Basis	$Z$	$x_1$	$x_2$	$s_1$	$s_2$	Constant	Remark (Ratio)
$s_1$	0	1	1	1	0	40	$40/1=40$
$s_2$	0	2	1	0	1	60	$60/2=30$ (Min)
$Z$	1	-4	-3	0	0	0

Assessment: Since there are negative values in the $Z$-row, it is not optimal. Select $x_1$ column (coefficient -4) as the entering variable and $s_2$ row (minimum ratio) as the leaving variable. The pivot is "2".

6. Step 2: Pivot Operation (1st Iteration)

Divide the entire pivot row by 2 and eliminate $x_1$ from other rows.

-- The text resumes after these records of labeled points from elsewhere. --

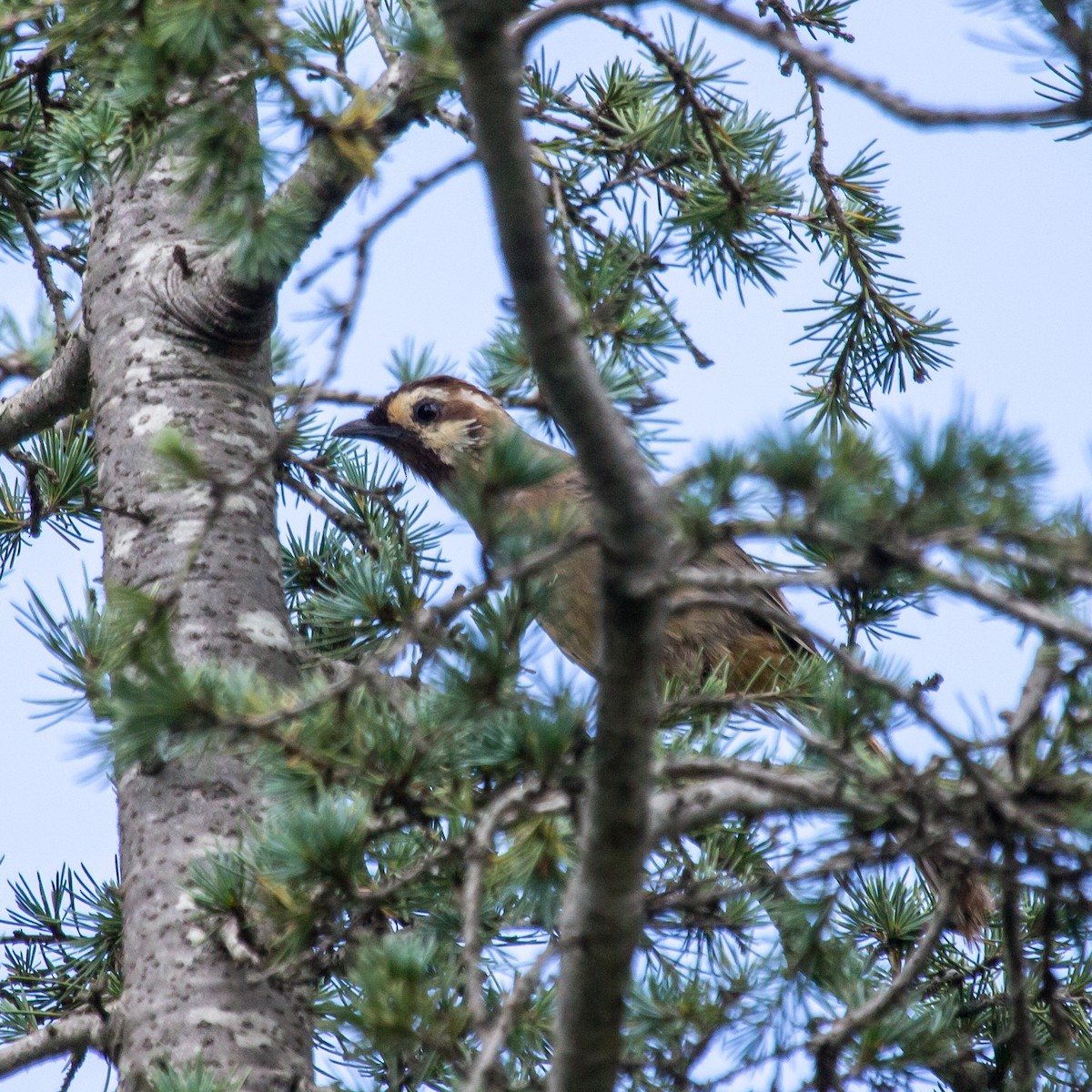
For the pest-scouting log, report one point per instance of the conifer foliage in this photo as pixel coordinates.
(364, 844)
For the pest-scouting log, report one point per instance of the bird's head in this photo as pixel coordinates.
(440, 427)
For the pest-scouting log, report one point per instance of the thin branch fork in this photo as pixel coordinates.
(77, 1031)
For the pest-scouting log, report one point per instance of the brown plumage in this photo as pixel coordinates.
(442, 430)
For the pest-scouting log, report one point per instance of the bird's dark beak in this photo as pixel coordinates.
(367, 430)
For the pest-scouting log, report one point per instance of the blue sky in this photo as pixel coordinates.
(997, 235)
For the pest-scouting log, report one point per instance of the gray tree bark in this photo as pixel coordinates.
(168, 349)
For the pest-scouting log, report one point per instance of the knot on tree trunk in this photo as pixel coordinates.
(199, 301)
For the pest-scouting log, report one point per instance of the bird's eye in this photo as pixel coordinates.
(427, 412)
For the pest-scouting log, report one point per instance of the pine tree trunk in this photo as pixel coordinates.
(167, 352)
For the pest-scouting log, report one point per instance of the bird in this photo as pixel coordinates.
(447, 430)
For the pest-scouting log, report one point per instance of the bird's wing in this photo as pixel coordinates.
(770, 604)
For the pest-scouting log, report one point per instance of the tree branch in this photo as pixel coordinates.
(828, 1046)
(77, 1031)
(604, 913)
(328, 176)
(817, 63)
(61, 390)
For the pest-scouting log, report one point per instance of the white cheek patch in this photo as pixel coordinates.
(451, 437)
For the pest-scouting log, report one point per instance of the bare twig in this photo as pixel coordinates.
(379, 34)
(494, 1040)
(478, 855)
(61, 390)
(817, 61)
(39, 252)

Basis	$Z$	$x_1$	$x_2$	$s_1$	$s_2$	Constant	Remark (Ratio)
$s_1$	0	0	0.5	1	-0.5	10	$10/0.5=20$ (Min)
$x_1$	0	1	0.5	0	0.5	30	$30/0.5=60$
$Z$	1	0	-1	0	2	120

Assessment: There is still a negative value (-1) in the $Z$-row. Select $x_2$ column as the entering variable and $s_1$ row as the leaving variable. The next pivot is "0.5".

7. Step 3: Pivot Operation (2nd Iteration - Convergence)

Perform matrix operations similarly.

Basis	$Z$	$x_1$	$x_2$	$s_1$	$s_2$	Constant	Remark
$x_2$	0	0	1	2	-1	20
$x_1$	0	1	0	-1	1	20
$Z$	1	0	0	2	1	140	Complete

Conclusion: Reaching the Optimal Solution

All coefficients in the $Z$-row are non-negative, so the calculation is complete.

Optimal Solution: $x_1 = 20, \quad x_2 = 20$
Max Profit: $Z = 140$

Geometrically, this means we started from the origin $(0,0)$, passed through vertex $(30,0)$, and finally reached the optimal vertex $(20,20)$.